We started in the fields of the Daniel Webster Wildlife Sanctuary in Marshfieldon Friday morning. Our walk around the grasslands was highlighted by a male osprey who was so adamant about not sharing his fish with his mate that he actually ripped it away from her and flew off with it; northern harriers hunting over the fields; a Cooper's hawk perched on a heavy vine about twenty feet away; a belted kingfisher on a wood duck box in the wet panne; a gorgeous male eastern bluebird; and a wild turkey that ran away upon our approach, but diligently stayed to the mowed trails, as any visitor should do.
The ferry ride from Hyannis to Great Harbor was, as usual, invigorating. Either that or it was so cold topside that I was happily delirious. Actually, I take that back. The ride over was tropical when compared to the ride back. The wildlife stole the show - red-throated loons, common loons, northern gannets, long-tailed ducks by the hundreds, all three species of scoters, a pair of Bonaparte's gulls, a razorbill and a belted kingfisher chasing a red-breasted merganser. American oystercatchers greeted us as we pulled into the harbor.

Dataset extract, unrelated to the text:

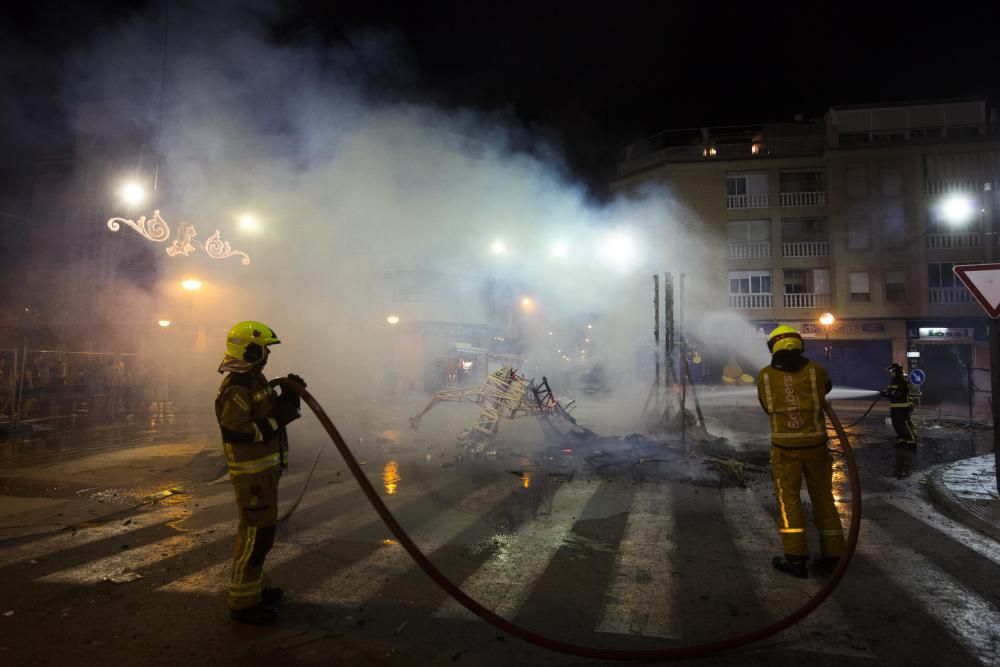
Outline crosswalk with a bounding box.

We shared breakfast at 5 a.m. before heading for Smith's Point - or what's left of it. Last year we walked for more than an hour on the sand to watch the lift-off of the long-tailed ducks, a Nantucket nature specialty. This year we barely had gone ten minutes before we were greeted by an impassable, 150 to 200 foot wide cut that had separated Smith's Point from the Madaket mainland. We stood there dumbfounded by the power of nature as common eiders and common loons flew over our heads, and four piping plovers peeped at our feet. We lingered, but knew that as the sun came up our options would begin to wane, and so headed for other points of interest: North Head Long Pond, Eel Point Road, Miacomet Pond, Polpis Harbor and Sconset.

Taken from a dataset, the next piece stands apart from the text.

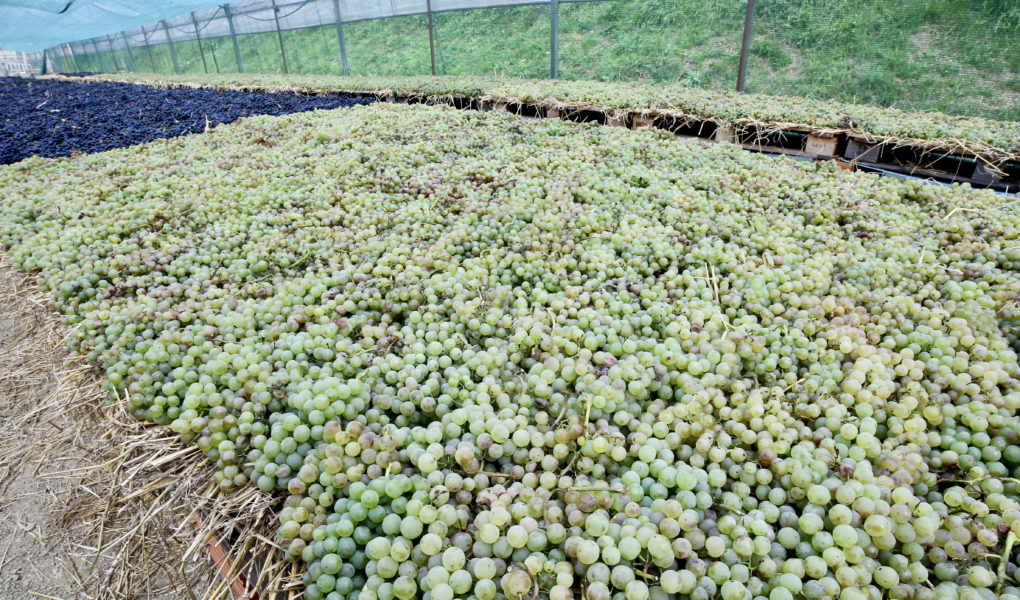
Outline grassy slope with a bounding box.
[66,0,1019,121]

Sconset did not disappoint, as we located numerous Iceland and lesser black-backed gulls. Buffleheads by the hundreds had formed tight flocks, ready to head north. An eastern phoebe flicked its tail in some seaside thickets, and a lone early barn swallow worked the beach for goodies. At Sankaty Head Lighthouse, two snow buntings lifted off in the face of a peregrine falcon that was sitting nearby. It turned out that when
he flew, he had bells attached to his legs, a kept bird wearing his jesses. The owner appeared and called him back in with the promise of a frozen quail, which he readily devoured. We learned that what we were watching was a peregrine/gyrfalcon hybrid. He allowed us to take all the photos we wanted before getting into his master's truck and perching on the seat back for the ride home. As the sun set, we found a beach that offered a northern gannet feeding frenzy before heading to dinner at the Atlantic Cafe.
Sunday morning, we slept in - til 5:30. At 6, we stood in the state forest off Lover's Lane listening to the strange hoots of a northern saw-whet owl and the sweet little song of a singing brown creeper. As we left there, a migration wave of several dozen, perhaps as many as a hundred yellow-rumped warblers swept past. We tried Miacomet Pond again, and added a pied-billed grebe; visited the marshes by the Nantucket Life Saving Museum and encountered the man himself, Ken Blackshaw, calling in a Virginia rail; and found the island's famed glaucous gull working the remains of the scallop pile at Jetties Beach. While standing there I reported live to Ray Brown's Talkin' Birds on WATD 95.9 FM about all the fun we'd had during the weekend. Seventy-six species of birds, in all light, in all habitats. We rode the ferry home in the cold (yes, we could have gone below decks, but where's the fun in that?) and parted company.
Tonight I'm off to find ritualizing American woodcocks at the Daniel Webster Wildlife Sanctuary, and am preparing for "Timberdoodles and Tapas" this Saturday. In three weeks, I'm off again, to Sapsucker Woods and the Montezuma National Wildlife Refuge in the Finger Lakes region of New York. Six days after that, it's North Carolina and Florida! What a spring this is going to be.